What constitutes an “exceptional case”? - Court adopts new standard for attorneys’ fees in trademark cases
The U.S. Court of Appeals for the Tenth Circuit has for the first time addressed whether the U.S. Supreme Court’s standard for awarding attorneys’ fees under the Patent Act also applies to such awards under federal trademark law’s Lanham Act. In doing so, the court took the same position as three other federal appellate courts.
A fee for all
In Derma Pen, LLC v. 4EverYoung Limited, the plaintiff obtained a permanent injunction prohibiting several companies and “their officers, agents, servants, employees, attorneys, licensees, and anyone in active concert or participation with, aiding, assisting, or enabling [the companies]” from using its trademark. It subsequently sought an order of contempt against one of the defendants, alleging that the defendant, with the help of related parties, had violated the injunction.
The trial court found the defendant in contempt but that the related parties hadn’t participated in the violations. The defendants then asked the court to order the plaintiff to pay their attorneys’ fees under the Lanham Act, which allows a court to award fees to a prevailing party in an “exceptional case.”

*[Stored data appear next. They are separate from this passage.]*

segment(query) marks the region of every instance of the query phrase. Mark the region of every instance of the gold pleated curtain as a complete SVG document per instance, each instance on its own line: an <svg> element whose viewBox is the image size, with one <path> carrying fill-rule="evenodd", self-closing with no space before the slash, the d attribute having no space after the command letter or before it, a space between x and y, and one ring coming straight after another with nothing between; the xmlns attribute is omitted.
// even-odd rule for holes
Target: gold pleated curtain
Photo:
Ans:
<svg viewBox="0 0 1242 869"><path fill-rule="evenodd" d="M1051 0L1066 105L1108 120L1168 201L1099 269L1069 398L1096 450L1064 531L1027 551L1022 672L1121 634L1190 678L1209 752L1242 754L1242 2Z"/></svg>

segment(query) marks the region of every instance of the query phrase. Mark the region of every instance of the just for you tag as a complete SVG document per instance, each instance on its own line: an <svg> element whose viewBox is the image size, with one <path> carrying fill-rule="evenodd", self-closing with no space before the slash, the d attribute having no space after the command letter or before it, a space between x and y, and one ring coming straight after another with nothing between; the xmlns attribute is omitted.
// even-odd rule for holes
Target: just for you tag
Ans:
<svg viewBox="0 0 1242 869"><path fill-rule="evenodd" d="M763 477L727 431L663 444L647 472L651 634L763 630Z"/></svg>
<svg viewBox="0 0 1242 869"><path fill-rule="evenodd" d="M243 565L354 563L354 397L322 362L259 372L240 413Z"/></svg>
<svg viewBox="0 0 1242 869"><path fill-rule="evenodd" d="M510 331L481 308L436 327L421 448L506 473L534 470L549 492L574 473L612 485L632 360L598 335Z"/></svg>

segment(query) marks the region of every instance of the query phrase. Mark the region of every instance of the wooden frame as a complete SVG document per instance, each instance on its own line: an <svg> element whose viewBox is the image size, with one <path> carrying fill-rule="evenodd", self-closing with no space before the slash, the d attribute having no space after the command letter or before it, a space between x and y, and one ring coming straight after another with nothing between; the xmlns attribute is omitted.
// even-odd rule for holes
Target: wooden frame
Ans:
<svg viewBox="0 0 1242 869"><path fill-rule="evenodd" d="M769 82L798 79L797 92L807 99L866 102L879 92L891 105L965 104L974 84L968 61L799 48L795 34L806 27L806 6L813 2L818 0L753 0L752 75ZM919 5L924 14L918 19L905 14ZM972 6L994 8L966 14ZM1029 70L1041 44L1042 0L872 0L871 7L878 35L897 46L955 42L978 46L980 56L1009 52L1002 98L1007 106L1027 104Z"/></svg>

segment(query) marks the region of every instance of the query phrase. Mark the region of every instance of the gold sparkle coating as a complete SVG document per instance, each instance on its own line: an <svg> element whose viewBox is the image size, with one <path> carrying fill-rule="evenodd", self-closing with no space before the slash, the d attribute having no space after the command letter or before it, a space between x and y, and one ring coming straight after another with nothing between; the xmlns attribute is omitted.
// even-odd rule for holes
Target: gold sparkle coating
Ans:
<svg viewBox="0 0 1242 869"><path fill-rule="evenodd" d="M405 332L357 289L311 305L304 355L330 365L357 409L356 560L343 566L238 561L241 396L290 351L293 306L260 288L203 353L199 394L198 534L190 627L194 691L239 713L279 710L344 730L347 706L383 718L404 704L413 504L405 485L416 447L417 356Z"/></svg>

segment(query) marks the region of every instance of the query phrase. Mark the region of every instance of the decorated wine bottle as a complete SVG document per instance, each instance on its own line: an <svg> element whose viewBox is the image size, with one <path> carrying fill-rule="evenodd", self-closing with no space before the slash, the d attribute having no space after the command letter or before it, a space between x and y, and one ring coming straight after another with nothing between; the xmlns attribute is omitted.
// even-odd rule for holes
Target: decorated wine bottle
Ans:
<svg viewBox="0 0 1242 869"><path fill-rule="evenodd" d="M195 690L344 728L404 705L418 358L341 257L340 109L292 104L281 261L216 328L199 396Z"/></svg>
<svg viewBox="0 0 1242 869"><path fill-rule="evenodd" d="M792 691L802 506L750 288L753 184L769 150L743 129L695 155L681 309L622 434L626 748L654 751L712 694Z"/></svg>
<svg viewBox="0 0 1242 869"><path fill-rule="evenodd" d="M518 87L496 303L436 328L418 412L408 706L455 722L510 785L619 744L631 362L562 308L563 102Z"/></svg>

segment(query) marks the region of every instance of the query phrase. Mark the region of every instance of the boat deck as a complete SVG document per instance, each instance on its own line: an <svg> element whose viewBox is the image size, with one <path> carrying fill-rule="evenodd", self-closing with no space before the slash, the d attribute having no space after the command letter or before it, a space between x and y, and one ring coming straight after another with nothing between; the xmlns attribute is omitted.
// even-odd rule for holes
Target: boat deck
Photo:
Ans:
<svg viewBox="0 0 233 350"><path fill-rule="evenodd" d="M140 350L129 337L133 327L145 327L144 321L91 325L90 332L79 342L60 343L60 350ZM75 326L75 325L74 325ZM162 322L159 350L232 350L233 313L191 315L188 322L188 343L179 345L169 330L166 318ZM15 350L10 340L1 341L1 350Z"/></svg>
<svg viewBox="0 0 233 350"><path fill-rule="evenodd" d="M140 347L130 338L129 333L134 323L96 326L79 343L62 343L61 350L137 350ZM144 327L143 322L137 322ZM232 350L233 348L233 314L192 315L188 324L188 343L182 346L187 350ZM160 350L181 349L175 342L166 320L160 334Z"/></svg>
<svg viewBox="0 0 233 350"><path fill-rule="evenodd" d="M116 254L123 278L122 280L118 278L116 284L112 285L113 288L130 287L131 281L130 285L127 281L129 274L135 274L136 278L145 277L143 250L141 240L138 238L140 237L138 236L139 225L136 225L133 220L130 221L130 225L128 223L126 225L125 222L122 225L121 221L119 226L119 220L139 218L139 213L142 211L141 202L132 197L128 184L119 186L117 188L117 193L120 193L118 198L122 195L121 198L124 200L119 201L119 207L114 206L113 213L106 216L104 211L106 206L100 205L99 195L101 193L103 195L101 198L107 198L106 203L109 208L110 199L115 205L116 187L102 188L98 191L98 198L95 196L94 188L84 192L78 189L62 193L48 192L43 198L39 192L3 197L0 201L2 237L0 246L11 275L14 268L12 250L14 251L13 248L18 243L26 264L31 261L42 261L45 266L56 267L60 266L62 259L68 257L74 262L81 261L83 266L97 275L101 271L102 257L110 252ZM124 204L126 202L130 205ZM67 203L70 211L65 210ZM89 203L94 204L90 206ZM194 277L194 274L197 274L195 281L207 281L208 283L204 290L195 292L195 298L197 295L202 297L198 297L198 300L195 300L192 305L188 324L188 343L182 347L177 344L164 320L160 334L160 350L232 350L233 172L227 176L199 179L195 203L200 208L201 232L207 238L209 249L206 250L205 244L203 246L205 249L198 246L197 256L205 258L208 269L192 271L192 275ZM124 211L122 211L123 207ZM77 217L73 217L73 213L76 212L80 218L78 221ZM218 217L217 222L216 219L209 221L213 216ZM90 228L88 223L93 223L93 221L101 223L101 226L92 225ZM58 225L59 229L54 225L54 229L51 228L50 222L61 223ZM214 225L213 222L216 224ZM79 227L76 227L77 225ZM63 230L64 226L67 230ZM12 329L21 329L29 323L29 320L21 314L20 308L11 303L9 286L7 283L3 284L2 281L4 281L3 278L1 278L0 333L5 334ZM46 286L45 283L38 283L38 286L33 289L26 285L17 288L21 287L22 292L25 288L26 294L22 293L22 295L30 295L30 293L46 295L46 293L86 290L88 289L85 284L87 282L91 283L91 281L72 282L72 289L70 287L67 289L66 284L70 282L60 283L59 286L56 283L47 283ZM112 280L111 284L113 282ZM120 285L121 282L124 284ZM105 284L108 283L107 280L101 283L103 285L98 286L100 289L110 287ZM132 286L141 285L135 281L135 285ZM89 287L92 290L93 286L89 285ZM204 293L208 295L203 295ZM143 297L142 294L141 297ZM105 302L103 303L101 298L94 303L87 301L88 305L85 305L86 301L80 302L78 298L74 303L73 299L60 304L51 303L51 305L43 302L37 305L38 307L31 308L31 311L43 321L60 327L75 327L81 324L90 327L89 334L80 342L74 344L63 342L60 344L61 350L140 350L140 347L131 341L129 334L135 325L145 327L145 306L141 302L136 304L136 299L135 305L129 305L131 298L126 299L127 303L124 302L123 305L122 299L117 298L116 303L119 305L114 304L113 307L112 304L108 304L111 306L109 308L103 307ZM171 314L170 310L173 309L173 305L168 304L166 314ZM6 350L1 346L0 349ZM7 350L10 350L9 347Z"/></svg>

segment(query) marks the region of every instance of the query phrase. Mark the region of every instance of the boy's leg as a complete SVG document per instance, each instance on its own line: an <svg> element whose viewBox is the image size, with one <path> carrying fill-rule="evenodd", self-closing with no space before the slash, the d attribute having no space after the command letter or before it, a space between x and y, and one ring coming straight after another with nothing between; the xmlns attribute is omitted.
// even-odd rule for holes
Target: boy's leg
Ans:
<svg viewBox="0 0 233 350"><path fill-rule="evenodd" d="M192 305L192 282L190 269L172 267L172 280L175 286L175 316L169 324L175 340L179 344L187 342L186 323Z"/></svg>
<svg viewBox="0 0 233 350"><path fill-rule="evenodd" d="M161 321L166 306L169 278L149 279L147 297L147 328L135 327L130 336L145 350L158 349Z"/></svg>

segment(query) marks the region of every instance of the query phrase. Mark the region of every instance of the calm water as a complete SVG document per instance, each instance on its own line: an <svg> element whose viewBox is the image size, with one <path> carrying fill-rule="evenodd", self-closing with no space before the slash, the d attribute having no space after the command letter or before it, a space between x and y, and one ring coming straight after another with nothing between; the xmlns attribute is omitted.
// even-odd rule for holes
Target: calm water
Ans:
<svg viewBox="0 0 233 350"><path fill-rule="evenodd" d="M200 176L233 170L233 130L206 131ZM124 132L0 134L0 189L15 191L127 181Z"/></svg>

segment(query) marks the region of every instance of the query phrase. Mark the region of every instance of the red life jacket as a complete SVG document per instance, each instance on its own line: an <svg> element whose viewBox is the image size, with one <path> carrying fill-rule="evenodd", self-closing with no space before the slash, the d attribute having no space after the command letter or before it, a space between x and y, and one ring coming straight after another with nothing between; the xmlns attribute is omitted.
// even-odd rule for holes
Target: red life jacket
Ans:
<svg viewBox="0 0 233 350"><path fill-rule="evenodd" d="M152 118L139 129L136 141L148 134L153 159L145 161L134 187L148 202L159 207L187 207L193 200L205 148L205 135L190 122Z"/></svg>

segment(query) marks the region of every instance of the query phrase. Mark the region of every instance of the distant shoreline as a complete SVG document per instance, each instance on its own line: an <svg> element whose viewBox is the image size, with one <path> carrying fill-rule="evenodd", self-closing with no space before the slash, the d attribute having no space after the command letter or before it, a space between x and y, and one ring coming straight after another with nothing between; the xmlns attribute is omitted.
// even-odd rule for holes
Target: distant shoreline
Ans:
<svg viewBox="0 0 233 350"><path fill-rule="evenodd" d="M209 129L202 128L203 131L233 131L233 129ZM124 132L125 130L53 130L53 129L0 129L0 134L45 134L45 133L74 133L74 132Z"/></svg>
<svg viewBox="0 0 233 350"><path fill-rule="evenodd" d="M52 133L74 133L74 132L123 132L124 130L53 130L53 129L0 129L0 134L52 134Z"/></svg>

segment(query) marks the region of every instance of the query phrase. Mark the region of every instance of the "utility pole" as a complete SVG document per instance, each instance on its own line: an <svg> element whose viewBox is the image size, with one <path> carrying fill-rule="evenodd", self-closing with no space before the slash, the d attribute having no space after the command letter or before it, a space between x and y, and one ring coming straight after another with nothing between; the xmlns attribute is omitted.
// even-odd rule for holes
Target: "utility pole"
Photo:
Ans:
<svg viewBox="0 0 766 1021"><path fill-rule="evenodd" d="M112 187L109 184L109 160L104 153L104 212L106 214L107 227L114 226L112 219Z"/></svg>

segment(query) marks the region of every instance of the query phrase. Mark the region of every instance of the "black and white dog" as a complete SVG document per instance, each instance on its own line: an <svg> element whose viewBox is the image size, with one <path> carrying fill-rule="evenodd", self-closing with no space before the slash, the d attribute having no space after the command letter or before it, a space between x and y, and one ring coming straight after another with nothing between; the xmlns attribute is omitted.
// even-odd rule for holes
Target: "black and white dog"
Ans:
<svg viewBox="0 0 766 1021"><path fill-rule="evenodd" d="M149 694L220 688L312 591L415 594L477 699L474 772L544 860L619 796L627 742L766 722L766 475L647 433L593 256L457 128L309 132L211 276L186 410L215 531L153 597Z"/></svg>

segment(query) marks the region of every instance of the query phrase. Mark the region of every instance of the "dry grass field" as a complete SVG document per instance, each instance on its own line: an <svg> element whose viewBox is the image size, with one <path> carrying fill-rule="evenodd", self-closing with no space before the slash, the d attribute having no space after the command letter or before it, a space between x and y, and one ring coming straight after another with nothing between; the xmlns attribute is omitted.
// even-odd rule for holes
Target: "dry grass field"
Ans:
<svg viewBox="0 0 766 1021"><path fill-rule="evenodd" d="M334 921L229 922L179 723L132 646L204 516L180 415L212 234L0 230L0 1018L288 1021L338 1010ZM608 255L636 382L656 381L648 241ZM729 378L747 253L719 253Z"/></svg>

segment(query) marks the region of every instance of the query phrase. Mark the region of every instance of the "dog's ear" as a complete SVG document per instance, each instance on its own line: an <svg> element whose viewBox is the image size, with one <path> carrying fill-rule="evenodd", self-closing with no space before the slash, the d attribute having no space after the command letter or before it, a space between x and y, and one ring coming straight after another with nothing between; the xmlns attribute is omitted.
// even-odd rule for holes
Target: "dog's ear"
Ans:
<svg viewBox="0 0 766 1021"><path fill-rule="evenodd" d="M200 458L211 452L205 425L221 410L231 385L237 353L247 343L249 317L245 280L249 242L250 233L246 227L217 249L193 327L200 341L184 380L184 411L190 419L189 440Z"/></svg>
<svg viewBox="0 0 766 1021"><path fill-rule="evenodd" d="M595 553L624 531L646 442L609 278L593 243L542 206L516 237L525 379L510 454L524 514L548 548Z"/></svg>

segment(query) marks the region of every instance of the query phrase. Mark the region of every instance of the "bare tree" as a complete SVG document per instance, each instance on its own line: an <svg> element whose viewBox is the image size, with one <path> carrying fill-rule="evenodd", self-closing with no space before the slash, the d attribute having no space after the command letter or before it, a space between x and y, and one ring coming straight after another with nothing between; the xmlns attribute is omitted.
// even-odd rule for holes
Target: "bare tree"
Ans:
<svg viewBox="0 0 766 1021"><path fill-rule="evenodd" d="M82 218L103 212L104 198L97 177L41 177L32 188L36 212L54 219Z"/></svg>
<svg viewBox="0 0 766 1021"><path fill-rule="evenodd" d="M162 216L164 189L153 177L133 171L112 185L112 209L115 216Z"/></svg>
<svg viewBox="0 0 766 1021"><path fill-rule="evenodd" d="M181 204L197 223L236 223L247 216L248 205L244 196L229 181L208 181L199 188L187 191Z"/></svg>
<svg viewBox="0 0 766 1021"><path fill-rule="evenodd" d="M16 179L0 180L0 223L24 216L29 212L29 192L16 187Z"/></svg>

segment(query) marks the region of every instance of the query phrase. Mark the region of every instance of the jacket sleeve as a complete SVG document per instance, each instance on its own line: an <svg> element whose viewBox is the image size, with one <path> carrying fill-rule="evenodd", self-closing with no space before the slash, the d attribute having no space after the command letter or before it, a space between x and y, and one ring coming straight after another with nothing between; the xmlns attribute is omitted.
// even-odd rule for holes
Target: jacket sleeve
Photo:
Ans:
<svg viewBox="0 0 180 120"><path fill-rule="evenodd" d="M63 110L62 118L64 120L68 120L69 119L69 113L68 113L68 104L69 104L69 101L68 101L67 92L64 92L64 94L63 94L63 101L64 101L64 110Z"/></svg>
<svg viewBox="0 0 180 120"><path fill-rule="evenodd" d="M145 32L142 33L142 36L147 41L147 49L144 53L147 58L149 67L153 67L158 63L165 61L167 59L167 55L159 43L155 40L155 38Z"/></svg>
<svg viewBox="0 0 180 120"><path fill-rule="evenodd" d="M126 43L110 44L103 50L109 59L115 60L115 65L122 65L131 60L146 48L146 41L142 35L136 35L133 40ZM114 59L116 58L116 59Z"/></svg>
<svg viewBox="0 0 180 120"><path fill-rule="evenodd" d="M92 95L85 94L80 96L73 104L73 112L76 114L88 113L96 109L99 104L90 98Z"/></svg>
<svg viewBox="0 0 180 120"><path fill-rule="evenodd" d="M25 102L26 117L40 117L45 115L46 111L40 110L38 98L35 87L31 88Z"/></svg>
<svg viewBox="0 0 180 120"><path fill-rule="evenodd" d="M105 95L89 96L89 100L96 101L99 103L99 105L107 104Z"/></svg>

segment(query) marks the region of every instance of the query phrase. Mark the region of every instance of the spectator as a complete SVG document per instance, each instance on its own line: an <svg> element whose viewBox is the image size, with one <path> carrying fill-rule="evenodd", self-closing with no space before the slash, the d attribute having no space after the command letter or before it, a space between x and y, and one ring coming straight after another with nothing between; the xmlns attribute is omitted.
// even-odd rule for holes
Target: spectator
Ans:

The court awarded fees, relying on a provision of the Patent Act, as interpreted by the Supreme Court in a separate case. Derma Pen appealed, arguing the exceptional case standard wasn’t satisfied.
On review, the appellate court cited its earlier decision in King v. PA Consulting Grp., Inc., where it held that a case may be deemed exceptional because of:
- Its lack of any foundation,
- The plaintiff’s bad faith in bringing the suit,
- The unusually vexatious and oppressive way it’s prosecuted, or
- Other reasons.
Generally, a court considers both the objective strength of the Lanham Act claim and the plaintiff’s subjective motivations.
The appellate court highlighted several of the lower court’s findings, including that 1) the plaintiff presented no evidence of damages, 2) the trademark was abandoned, and 3) the plaintiff was entitled to no relief against the related parties. These findings indicated the claim that the related parties had violated the injunction lacked objective strength. And the plaintiff’s misconduct and delay during discovery constituted evidence of a lack of good faith.
Thus, the fees were justified under Tenth Circuit case law. But the trial court’s ruling hinged on the Supreme Court’s holding that an exceptional case under the Patent Act can stand out because of the substantive strength of a party’s position or for the unreasonable tactics used in litigation.
The fee provisions in the Patent Act and the Lanham Act are identical. The court therefore concluded that the standard also applies to the Lanham Act.
Guidance on two fronts
Notably, the Tenth Circuit didn’t overturn its earlier decision. It said that both its earlier decision and the Supreme Court case provide guidance on whether attorneys’ fees are warranted in Lanham Act cases.